My point is, that experiences known to be hallucinations have a very different neurology. The assumption that mystical experiences are just a different form of the same thing is unjustified.

Ah, I did know that one, just not the name.
http://en.wikipedia.org/wiki/Texas_sharpshooter_fallacy
Without looking at the studies you mentioned, here's what I worry might be happening:

- there is a large variation of experiences that fall outside what we would consider "normal" perception.
- arbitrarily, the researchers single out a group of these experiences based on some set of common characteristics and deem them to be a separate class, despite them being part of a larger continuum.
- on the basis that they're a separate class, they hypothesize that they have a separate cause from all others.
To your second point, could not the same be said of the study of any experience?

Now, I don't know that this is happening, but I would want to assure myself that it's not happening before I accepted your assessment that "mystical experiences" are some sort of distinct class of neurological phenomenon.
I don't understand why the fact that the neurology is distinct is not enough to say so.
 

Riverwolf

Amateur Rambler / Proud Ergi
Premium Member
No, I have to say, theres no proof that you could 'put in someones face' that God is real.
The bible says his glory can't shown visually, but of course if, you are a atheist, agnostic, or
whatever, there would have to be something logic to prove it, right? But theres no such thing!
Thats why there is so many atheists/antichrist.
"You have to experience something to believe it!" but not in all cases:

[[If a well-known experienced scientist in told you that he discovered that patotoes grow underground, would you believe him? Almost everyone would believe it!]]
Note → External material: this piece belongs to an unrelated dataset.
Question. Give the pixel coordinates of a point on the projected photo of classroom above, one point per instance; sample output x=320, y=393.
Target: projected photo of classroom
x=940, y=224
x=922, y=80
But if a wise person, who called himself a atheist, all of sudden discovered that God is real,
would you believe him? If your a atheist, your response most likely be a yes or a no, but why?

Haven't you ever heard of the saying "how the mighty have fallen?"

If a well-respected scientist suddenly announced something that was pseudo-scientific, the science community would become concerned about that scientist's mental health.

He would first have to provide some verifiable proof, or at least verifiable evidence, or the rest of the scientific community would not believe him. That's the way things in science work.